L’équipe nationale contre la France : le danger aigu du blanchiment – sport

La façon dont les footballeurs perçoivent leur propre jeu est en grande partie la même, quel que soit leur niveau de professionnalisme, dans les ligues de district, en Bundesliga et aussi en équipe nationale. Toute personne qui n’est pas en proie à l’esprit maléfique de la défaite ou qui se déprécie notoirement aime utiliser le subjonctif euphémique, surtout après une défaite. Il dit ensuite, par exemple : « Si nous avions tenté notre chance à la 32e minute, le match se serait terminé de manière très différente. » Ou : « Si nous n’obtenons pas de but là-bas, il y a un autre match. » Ou comme Toni Kroos mardi soir : « Nous avons eu une bonne chance, pas moins que la France – un but malchanceux a décidé du match. »

Les opinions de Kroos sur les choses déclenchent automatiquement des poursuites pénales dans une société intéressée par le blanchiment à la chaux et la danse des rêves. Dans une classe de district, vous pouvez dire quelque chose comme ça en toute sécurité après avoir bu une bière dans un club-house, mais pas en tant que professionnel de haut niveau à la télévision après une défaite au début du tournoi, ce qui a rendu le pays sobre et l’a même partiellement secoué. Du point de vue compatissant de Kroos sur lui-même et ses coéquipiers, des théories populaires ont ensuite été dérivées, entre autres, selon lesquelles l’Allemagne de Jogi Löw avait depuis longtemps quitté le vrai terrain et s’était installée dans sa propre vérité trompeuse. C’est juste qu’il y a encore l’équivalent des champions de France. Au bout de 15 ans, l’Allemagne de Jogi Löw avait aussi une mauvaise image. C’est l’une des raisons pour lesquelles 0-1 au début des Championnats d’Europe est non seulement frustrant, mais aussi pessimiste.

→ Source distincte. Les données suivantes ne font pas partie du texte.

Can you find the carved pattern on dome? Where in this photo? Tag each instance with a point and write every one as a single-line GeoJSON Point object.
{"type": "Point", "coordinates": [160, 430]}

Fondamentalement, il n’est pas nécessaire d’intenter une action en justice sur le fait que Kroos – et pas seulement lui – discute mieux que jamais des performances de l’Allemagne. Malgré le résultat étriqué et une résistance respectable, la France sort logiquement vainqueur de cette rencontre, surtout après avoir encaissé un but précoce comme prévu. Le fait qu’un onze aussi doué que les Français ait délibérément abandonné l’art et la beauté est à la fois triste et admirable : dans la France de Didier Deschamps, artistes et divas sont profondément dociles à leur discipline collective.

Löw doit encore travailler avec l’improvisation

Un bon mot pour l’Allemagne Löw devrait enfin être mis ici. Par rapport aux champions du monde, qui occupent presque parfaitement tous les postes, les DFB-Elfes n’ont pas de classe collective car ils n’ont pas les bons spécialistes à tous les postes. Il n’y a pas d’arrière droit universellement expérimenté, pas de milieu de terrain autoritaire de haut niveau, pas de buteur fiable dans l’équipe dans la surface de réparation – Löw improvise constamment.

D’autres entraîneurs nationaux auront également des problèmes de déséquilibre dans une équipe talentueuse mais incomplète – même si un autre entraîneur pourrait s’avérer plus décisif et efficace que Löw, qui prend encore une fois très longtemps pour faire ce qui est nécessaire (par exemple avec Kai Havertz) . Pour la nomination de Joshua Kimmich en tant qu’ailier droit, en revanche, l’entraîneur national a déjà reçu une standing ovation d’experts – maintenant, les inconvénients de cette solution ambiguë deviennent clairs. Kimmich avait trop peu d’influence sur les ailes, son malaise était évident.

On savait avant le match que l’équipe allemande actuelle n’était pas au même niveau que la France.L’Allemagne partage cette faiblesse compétitive avec de nombreuses autres grandes nations du football. Toni Kroos a raison : ce n’est pas une honte. Cependant, la défaite augmentait le risque que l’ère Löw se termine en disgrâce.